In my top 5 growth list, I had remarked its favorable forward P/S of just 10x. However, due to the upside guidance, strong growth and market sell-off, the valuation is quickly shrinking even further. Using the high-end of the range at $820M, ironSource is now valued at less than 6x P/S. In terms of P/E, this translates to ~20x.
Just to provide an indication of how absurdly low this is, advertising stalwart The Trade Desk (TTD) is valued at 20x forward P/S (not P/E) despite having reported about ~25% growth in its latest quarter, which is about half of ironSource’s growth rate. In addition, as mentioned, Unity is valued nearly 3x higher than ironSource despite a lower forward growth rate as well.
Of course, this may indicate that other companies may be grossly overvalued, but clearly ironSource’s risk-reward is, therefore, all the more superior.
For a few more comparisons, I compare ironSource to some of the strongest-growing cloud companies.
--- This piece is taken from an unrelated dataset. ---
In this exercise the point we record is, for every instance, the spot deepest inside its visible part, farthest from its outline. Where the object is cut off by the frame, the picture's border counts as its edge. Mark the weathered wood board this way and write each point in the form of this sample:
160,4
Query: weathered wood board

Although I will make no claim, ironSource should belong in the upper part of this list, the lower part of the list is more representative. Valuation based on 2022 forward P/S:
- Octa (OKTA): 12x
- Zscaler (ZS): ~25x
- CrowdStrike (CRWD): 24x
- Asana (ASAN): 13x
- Cloudflare (NET): 42x
In terms of valuation and growth profile, two companies I have found that are closest to ironSource are Affirm (AFRM) and Upstart (UPST).
As a last indication of how cheap the stock is, although I haven’t seen any official long-term management guidance, it isn’t completely unthinkable that between 5 and 10 years from now, ironSource’s revenue might become higher than its current market cap.
There seem to be two extremes for IPOs. Some are highly covered and tend to be bid up to extreme valuations. Examples include Beyond Meat (BYND), JFrog (FROG) and Lemonade (LMND) – I own all three stocks, some at a more favorable average cost than others. Another example is Snowflake.
On the other hand, some companies tend to be largely ignored until perhaps quite some time after IPO, until the company has proven itself. Such examples include Palantir (PLTR), MongoDB (MDB), The Trade Desk and Asana.
Given everything discussed above with regards to growth, net retention, profitability, guidance and valuation, I would strongly suggest ironSource belongs in the latter category of companies, and therefore, seems poised for strong shareholder returns. Even without multiple expansion, ironSource’s strong and likely durable growth should be a recipe for a successful investment.